Ein Ausschnitt der Kayak-Daten, über die Privacy International in ihrem Report über die Weitergabe von Daten an Facebook berichten | Bild: Privacy International

Die meisten der untersuchten Apps verschicken Privacy International zufolge wesentlich weniger detaillierte Angaben über ihre Nutzer als zum Beispiel die Reise-App Kayak. Dennoch wird in allen 23 untersuchten Fällen, in denen Apps Daten an Facebook senden, mindestens der Name der App an die Server von Facebook übertragen. Oft verrät aber schon allein das private Dinge über eine Person: Unter den 23 Apps befinden sich nämlich auch die muslimische Bet-App Qibla, die Bibel-App King James Bible, der Perioden-Tracker Clue, die Kinder-App My Talking Tom und die Jobsuche-App Indeed. Über Menschen, die diese Apps benutzen, lässt sich sagen, dass sie mit relativ hoher Wahrscheinlichkeit weiblich sind, Kinder haben, einen Job suchen und welcher Religion sie angehören.
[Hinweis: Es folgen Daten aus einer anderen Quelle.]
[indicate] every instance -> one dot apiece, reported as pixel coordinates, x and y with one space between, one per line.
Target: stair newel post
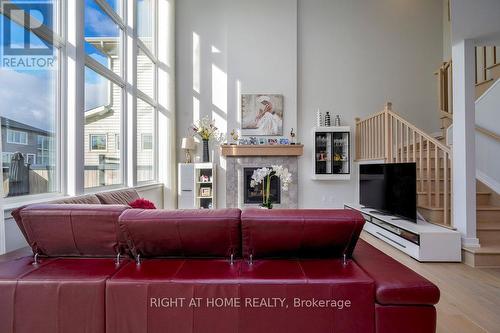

Der problematische Datentransfer ging trotz DSGVO weiter

Angesprochen auf die Ergebnisse der Untersuchung von Privacy International betonte eine Facebook-Sprecherin, dass die Anbieter der Apps dafür verantwortlich seien, wie sie mit Daten ihrer Nutzer umgehen. "Wir verlangen von den Entwicklern, dafür zu sorgen, Nutzerdaten auf einer angemessenen Rechtsgrundlage zu sammeln und zu verarbeiten", sagte eine Facebook-Sprecherin gegenüber Motherboard. Die Ende Mai 2018 in Kraft getretene DSGVO verlangt, dass Nutzer, bevor sie eine App verwenden, verständlich erklärt bekommen was mit ihren Daten passiert; zudem müssen Nutzer der Verarbeitung ihrer Daten stets vorab zustimmen.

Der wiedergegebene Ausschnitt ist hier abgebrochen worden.